USPM from Canada
Deaf Dealer – a band who is always in a perpetual state of changing their band name between Deaf Dealer and Death Dealer – are cruel victims of fate (and asshole labels). Deaf Dealer’s second full length album, Journey Into Fear, is the epitome of my “lost in time” segment. It was originally recorded and set to be released just a year after their debut in 1987, but their label at the time decided it was unlikely to be profitable and flat out refused to release the album. While the album didn’t make it out officially, a small number tapes were circulated in the metal underground and it continued to be spread online with the advent of the internet.
The unfortunate status of the band and album combined with its obvious quality led some people to call it “the greatest unreleased metal album”. A few years ago in 2014, twenty-seven full years after the initial recording of the Journey Into Fear, it got the proper release it deserved thanks to the heroes over at Cult Metal Classics Records. The dedication of CMC to re-issuing old school heavy metal and US style power is admirable. Between them and Eat Metal Records, the Greeks are making sure we have reasonable access to hidden classics such as Deaf Dealer’s Journey into Fear.
Deaf Dealer are among a number of Canadian bands that were readily adopting the United States style of power metal. The sound on their debut and Journey into Fear, like much of the original USPM movement, is deeply rooted in the NWOBHM. There’s clear comparisons to be made with the legendary Iron Maiden and even UK contemporaries such as Cloven Hoof. With a base in Iron Maiden style riffs/melodies and a USPM-based approach, the closest comparison to Deaf Dealer’s sound is power metal stalwart Shok Paris.
As one would expect from a band so heavily influenced by Iron Maiden, the highlight of the album is the twin guitar melodies that guitarists Marc Brassard and Yves Pednault so graciously deliver us. The album is littered with strong melodies that are bound to be stuck in your head well into the next day. There is a healthy variety in the guitar riffs as they move between melodic mid-tempo to faster paced bangers. There’s a few tracks, such as “Journey Into Fear” and “Blood and Sand” where Middle-Eastern inspired sounds take center stage helping add that extra bit of flavor to this already packed album.
Michel Lalonde’s soaring vocals are an excellent compliment to the compelling guitars found on this album. His range is a bit limited compared to other USPM contemporaries – you won’t find the high falsettos you’re used to here – but his mid-range vocals work well over the riffs found on Journey Into Fear. Lalonde guides us into an abundance of sing-along choruses, a notable amount more than other US power bands at the time, that are just as catchy as the guitar melodies.

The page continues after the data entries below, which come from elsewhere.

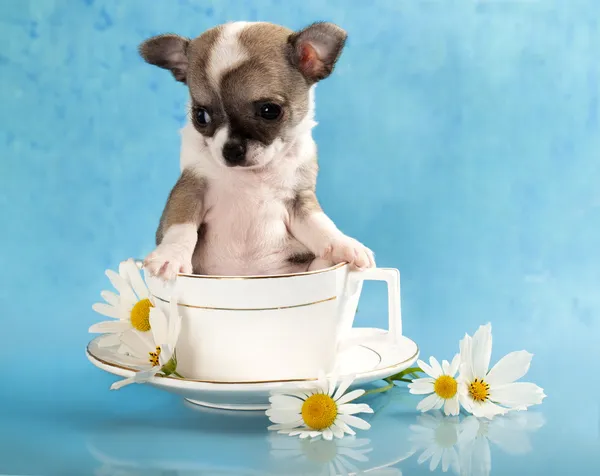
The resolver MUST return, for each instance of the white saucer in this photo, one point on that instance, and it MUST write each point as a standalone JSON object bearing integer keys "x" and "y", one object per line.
{"x": 372, "y": 357}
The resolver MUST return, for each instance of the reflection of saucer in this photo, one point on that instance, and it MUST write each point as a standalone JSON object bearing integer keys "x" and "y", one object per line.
{"x": 372, "y": 357}
{"x": 218, "y": 442}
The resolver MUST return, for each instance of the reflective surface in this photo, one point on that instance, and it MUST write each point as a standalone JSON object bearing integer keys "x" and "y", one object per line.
{"x": 165, "y": 436}
{"x": 459, "y": 139}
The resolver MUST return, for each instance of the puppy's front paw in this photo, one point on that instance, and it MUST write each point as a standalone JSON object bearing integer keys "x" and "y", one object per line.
{"x": 348, "y": 250}
{"x": 167, "y": 260}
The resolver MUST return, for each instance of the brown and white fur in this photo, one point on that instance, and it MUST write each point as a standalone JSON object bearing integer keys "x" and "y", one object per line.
{"x": 245, "y": 202}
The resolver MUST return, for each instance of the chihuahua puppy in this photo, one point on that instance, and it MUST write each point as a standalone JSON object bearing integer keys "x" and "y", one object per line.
{"x": 245, "y": 202}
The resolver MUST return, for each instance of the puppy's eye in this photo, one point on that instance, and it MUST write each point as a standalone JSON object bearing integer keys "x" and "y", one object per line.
{"x": 202, "y": 116}
{"x": 270, "y": 111}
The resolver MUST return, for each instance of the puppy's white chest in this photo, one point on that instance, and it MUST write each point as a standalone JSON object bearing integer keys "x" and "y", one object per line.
{"x": 246, "y": 230}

The album’s weakest point lies in the production. It’s thin and doesn’t provide the room to breathe that this album needed. It’s not too bad, but it certainly sounds more dated than some of the other bands at the time. There isn’t a single bad track on this album, but nothing quite reaches the height of the album’s self-titled closer. It makes you wonder what an entire album with tracks like that would sound like. “Journey into Fear” is a six minute, Middle-Eastern tinged mid-paced epic that is truly unforgettable. I could not think of a better way to close out an album.
Deaf Dealer did not achieve the support they deserved. It’s impossible to say where Deaf Dealer could have ended up if they had the appropriate label support. It’s very easy to play a game of what-ifs and maybes, but ultimately we must deal with reality. What I can say is that Journey Into Fear is a feat of power metal that can sit comfortably with the rest of our USPM heroes.
Album Rating: 93/100
Favorite Track: Journey Into Fear
This is dedicated to my friend Rayner, who loves this album more than any person I know or am likely to meet.